Я сижу на тахте в прозрачной полудреме, одетая и, кажется, даже обутая. Меня слегка потряхивает. Город Дождя это вам не каменные джунгли Нью-Йорка. В тех можно в конце концов и выжить. Если изучать каратэ, иметь при себе «смит-и-вессон» и не лезть в чужие дела. В Городе Дождя есть и Мастера каратэ и «смит-и-вессоны», но чужих дел нет и быть не может. И если кто-то уходит, то, будьте уверены, в ближайшее время об этом станет известно Охотникам.
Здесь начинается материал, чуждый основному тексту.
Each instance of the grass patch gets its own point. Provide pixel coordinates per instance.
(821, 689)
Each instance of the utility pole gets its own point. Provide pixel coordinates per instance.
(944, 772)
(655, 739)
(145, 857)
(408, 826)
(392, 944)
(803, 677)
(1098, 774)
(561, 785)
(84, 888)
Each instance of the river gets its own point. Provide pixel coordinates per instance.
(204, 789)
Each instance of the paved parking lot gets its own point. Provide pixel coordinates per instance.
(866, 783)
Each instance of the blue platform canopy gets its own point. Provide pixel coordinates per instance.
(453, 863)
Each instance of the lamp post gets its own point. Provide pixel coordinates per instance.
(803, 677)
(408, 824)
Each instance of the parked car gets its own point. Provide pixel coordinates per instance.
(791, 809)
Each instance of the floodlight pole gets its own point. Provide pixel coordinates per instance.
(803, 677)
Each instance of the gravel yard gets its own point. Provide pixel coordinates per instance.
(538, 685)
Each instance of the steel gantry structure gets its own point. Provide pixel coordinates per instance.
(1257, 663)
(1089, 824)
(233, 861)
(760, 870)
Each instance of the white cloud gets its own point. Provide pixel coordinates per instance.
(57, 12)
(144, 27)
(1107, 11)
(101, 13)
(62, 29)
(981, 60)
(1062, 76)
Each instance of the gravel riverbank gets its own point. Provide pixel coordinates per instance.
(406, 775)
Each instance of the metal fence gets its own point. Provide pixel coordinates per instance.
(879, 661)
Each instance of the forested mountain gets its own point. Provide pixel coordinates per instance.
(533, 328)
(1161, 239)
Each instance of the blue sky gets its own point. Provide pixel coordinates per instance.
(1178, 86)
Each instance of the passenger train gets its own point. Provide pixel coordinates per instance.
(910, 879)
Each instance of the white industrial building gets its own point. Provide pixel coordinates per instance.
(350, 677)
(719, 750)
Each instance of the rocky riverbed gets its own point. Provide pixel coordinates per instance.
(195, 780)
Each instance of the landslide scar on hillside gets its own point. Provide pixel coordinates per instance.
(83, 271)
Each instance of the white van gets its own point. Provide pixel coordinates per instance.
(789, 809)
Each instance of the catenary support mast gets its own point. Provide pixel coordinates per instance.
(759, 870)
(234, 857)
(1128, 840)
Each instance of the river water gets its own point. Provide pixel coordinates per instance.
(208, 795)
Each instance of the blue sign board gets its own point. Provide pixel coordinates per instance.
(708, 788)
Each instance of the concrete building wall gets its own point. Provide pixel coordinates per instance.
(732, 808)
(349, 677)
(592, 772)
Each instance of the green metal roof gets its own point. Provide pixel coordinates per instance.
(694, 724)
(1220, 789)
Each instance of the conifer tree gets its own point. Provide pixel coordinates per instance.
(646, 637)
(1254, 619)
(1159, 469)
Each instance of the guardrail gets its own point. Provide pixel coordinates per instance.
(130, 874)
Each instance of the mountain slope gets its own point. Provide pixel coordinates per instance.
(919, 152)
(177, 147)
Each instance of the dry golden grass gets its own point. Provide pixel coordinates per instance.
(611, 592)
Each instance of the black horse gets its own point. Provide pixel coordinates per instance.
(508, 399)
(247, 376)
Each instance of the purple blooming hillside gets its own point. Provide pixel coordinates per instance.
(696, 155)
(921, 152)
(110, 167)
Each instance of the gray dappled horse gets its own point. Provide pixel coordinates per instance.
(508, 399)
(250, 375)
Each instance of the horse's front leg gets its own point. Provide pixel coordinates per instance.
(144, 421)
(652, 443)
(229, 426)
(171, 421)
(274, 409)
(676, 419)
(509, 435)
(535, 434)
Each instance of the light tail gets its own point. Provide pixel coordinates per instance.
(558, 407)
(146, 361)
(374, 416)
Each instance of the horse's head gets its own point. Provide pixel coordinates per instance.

Рей осведомлен об этом не хуже меня, но на роль телохранителя он, к сожалению, не годиться. На роль моего телохранителя. Может я и ухожу, но рассудок еще не потеряла, и не предложу ему остаться на ночь «покараулить». Ежу понятно, чем это кончится. Особенно понятно после нашего последнего свидания. Это будет мой бой.
Я знаю все, что положено знать в таких случаях. Но совсем не уверена, что этого достаточно. Потому что «все» почти полностью заключается в одном-единственном совете, из тех, которые легче дать, чем им последовать: "Быть настороже, верить внутреннему голосу и не терять хладнокровия". Это, вместе с парой-тройкой практических советов, и есть мой щит и меч. Не очень то много.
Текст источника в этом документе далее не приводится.